BP North Sea reported it will begin drilling on a potential carboniferous natural gas play on Block 43/26a in the southern North Sea that, if successful, “could open up a new phase of development in the region.”
The well, being drilled with partners Perenco and Premier, will test the potential of a deep carboniferous age horizon several hundred meters beneath the mature reservoirs now produced by the Ravenspurn ST2 platform.
“This play warrants further exploration as we know the reservoir sands exist. What we don’t know is whether, if gas is found, long-term production can be proven economic from this deeply buried reservoir horizon,” said Mark Thomas, BP North Sea regional president.
During the drilling and testing phase, Perenco, as operator of existing (and producing) Ravenspurn field, will act as substitute operator on behalf of BP and the other license owners.
BP holds an 85% equity stake in the prospect. Perenco holds 10% and Premier, 5%.
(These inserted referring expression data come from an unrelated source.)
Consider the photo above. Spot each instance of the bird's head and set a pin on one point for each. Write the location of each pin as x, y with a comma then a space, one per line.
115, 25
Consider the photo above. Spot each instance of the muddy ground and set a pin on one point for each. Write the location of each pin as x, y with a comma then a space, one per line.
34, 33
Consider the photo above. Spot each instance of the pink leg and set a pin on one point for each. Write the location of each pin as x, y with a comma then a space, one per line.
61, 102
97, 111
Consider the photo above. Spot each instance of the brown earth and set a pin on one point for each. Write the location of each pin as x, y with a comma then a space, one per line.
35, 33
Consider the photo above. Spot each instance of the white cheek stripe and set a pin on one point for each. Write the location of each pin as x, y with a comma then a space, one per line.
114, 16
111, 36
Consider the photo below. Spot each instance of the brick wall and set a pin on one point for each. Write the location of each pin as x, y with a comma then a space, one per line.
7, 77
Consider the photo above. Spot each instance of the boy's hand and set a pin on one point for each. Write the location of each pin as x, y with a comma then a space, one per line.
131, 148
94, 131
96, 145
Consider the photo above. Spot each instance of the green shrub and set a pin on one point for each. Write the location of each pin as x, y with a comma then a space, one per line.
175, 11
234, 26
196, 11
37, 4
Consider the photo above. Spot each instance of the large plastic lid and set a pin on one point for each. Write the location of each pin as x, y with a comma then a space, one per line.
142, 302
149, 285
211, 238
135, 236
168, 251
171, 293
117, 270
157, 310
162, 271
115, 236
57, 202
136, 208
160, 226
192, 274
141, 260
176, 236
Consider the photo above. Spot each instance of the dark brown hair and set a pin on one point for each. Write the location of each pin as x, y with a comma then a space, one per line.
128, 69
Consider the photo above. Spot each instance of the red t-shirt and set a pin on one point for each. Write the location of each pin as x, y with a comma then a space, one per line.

BP North Sea expects to increase production from its UK assets to about 200,000 b/d by 2020. In 2016, BP is expected to spend about $2 billion in capital investment and $1.6 billion running its operations, the company said. Over the next 18 months, BP plans to participate in as many as five exploration wells in addition to potentially drilling 50 developments wells in the North Sea over the next 3-4 years.